Au-delà des décès, et des dégâts économiques et psychologiques, la nécessité de davantage investir dans la santé s’est imposée comme une piqûre de rappel aux différents gouvernements. Plus que jamais, la lentille francophone ne doit pas être ignorée. Entendre ou lire des communications en français n’est pas un privilège, mais un droit.

En 2020, les gouvernements n’ont pas toujours respecté ce principe pourtant inhérent à l’un des peuples fondateurs du Canada. Exemple le plus éloquent : les exemptions au bilinguisme accordées par le gouvernement fédéral en matière d’étiquetage sur certains produits sanitaires. Une mesure alors justifiée par le premier ministre Justin Trudeau en vertu de l’urgence sanitaire.

Au palier provincial, il a fallu de nombreux rappels pour obtenir une traduction simultanée des conférences de presse de Doug Ford. Une petite avancée certes, même si moins de la moitié des bureaux de santé de la province seulement communiquent dans la langue de Champlain. À l’Île-du-Prince-Édouard, le bilinguisme de la médecin hygiéniste en chef, la Dre Heather Morrison, tranche avec l’unilinguisme des représentants ontariens.

L’enjeu des soins pour les aînés 

Dans les foyers de soins de longue durée, lesquels comptent deux tiers des décès dus à la COVID-19 en Ontario, les services de santé en français ont suivi cette tangente. La moyenne d’âge plus élevé des Franco-Ontariens, mais aussi l’unilinguisme souvent plus prononcé des plus de 75 ans, ont fait figure d’obstacles supplémentaires à une situation déjà complexe.

Beaucoup de francophones doivent se résoudre à choisir un foyer anglophone, avec le stress que peuvent générer les communications et consignes émises en anglais dans une période de crise comme celle traversée.

Selon les chiffres du Commissariat aux services en français de l’Ontario, en 2019, on comptait un lit de soins de longue durée pour 3 400 francophones, contre un lit de soins de longue durée pour 170 Ontariens en moyenne. Malgré l’annonce d’une augmentation des lits dans les centres pour aînés, le gouvernement est resté évasif sur cette lentille linguistique.

2021 devrait aussi mettre en lumière les lourdes conséquences de plusieurs mois d’isolement, d’angoisse, et de précarité économique pour des millions de Canadiens. Aux « blessés de guerre » succédera peut-être la formule de « blessés de la COVID ». Les ressources en français seront-elles alors suffisantes en Ontario?
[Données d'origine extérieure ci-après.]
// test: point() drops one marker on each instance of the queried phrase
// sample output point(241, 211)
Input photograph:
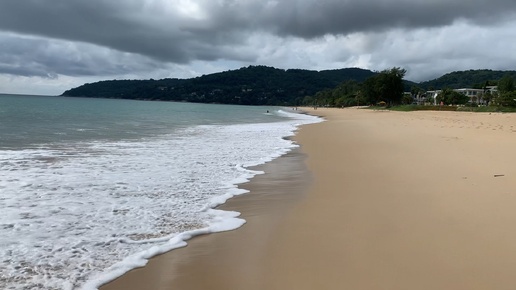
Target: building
point(476, 96)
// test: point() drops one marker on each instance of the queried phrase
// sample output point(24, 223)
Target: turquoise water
point(91, 188)
point(33, 120)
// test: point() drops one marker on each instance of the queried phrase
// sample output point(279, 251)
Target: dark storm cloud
point(181, 31)
point(25, 56)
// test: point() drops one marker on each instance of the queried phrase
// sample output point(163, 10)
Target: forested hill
point(253, 85)
point(467, 79)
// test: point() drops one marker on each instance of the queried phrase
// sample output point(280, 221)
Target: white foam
point(69, 213)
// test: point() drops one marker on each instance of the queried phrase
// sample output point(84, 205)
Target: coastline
point(214, 255)
point(398, 200)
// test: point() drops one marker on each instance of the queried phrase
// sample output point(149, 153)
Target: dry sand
point(398, 200)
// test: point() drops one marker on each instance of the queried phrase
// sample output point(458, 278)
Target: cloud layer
point(159, 38)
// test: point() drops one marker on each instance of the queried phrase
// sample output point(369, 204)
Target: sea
point(92, 188)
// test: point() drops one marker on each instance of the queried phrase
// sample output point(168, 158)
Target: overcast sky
point(47, 47)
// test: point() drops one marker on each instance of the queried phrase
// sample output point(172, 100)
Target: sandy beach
point(371, 200)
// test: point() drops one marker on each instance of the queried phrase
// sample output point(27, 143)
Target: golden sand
point(398, 200)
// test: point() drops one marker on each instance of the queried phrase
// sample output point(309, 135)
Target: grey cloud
point(209, 30)
point(49, 58)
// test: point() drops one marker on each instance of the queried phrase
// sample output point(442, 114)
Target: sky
point(49, 46)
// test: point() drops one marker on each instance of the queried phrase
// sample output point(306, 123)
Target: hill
point(466, 79)
point(253, 85)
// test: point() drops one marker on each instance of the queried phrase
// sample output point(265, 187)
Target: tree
point(506, 84)
point(387, 86)
point(451, 97)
Mystère.

La LSF, l’UOF et de possibles élections

Malgré le traumatisme de la pandémie, il y a fort à parier que l’accès aux soins de santé, un thème peu « glamour » pour beaucoup d’élus politiques, ne sera pas encore discuté à sa juste valeur en 2021.  
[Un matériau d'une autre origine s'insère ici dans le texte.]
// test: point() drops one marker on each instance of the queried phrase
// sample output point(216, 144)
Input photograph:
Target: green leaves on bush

Le retour progressif à la « normale » devrait donner plus de latitude à l’enjeu d’une refonte de la Loi sur les services en français (LSF), laquelle permetterait peut-être le retour de l’indépendance pour ladite commissaire, gardienne des droits linguistiques.

Durant l’été, les regards seront tournés vers l’Université de l’Ontario français (UOF) sur le point d’ouvrir enfin ses portes, tandis que de possibles élections fédérales mettraient en veilleuse pour quelques mois les enjeux franco-ontariens. 

Sous-estimer les enjeux de santé publique, c’est risquer de provoquer à long terme de nouvelles catastrophes avec des ratés semblables pour les francophones. 2020 ne doit jamais se répéter.

Cette analyse est aussi publiée dans le quotidien Le Droit du 2 janvier.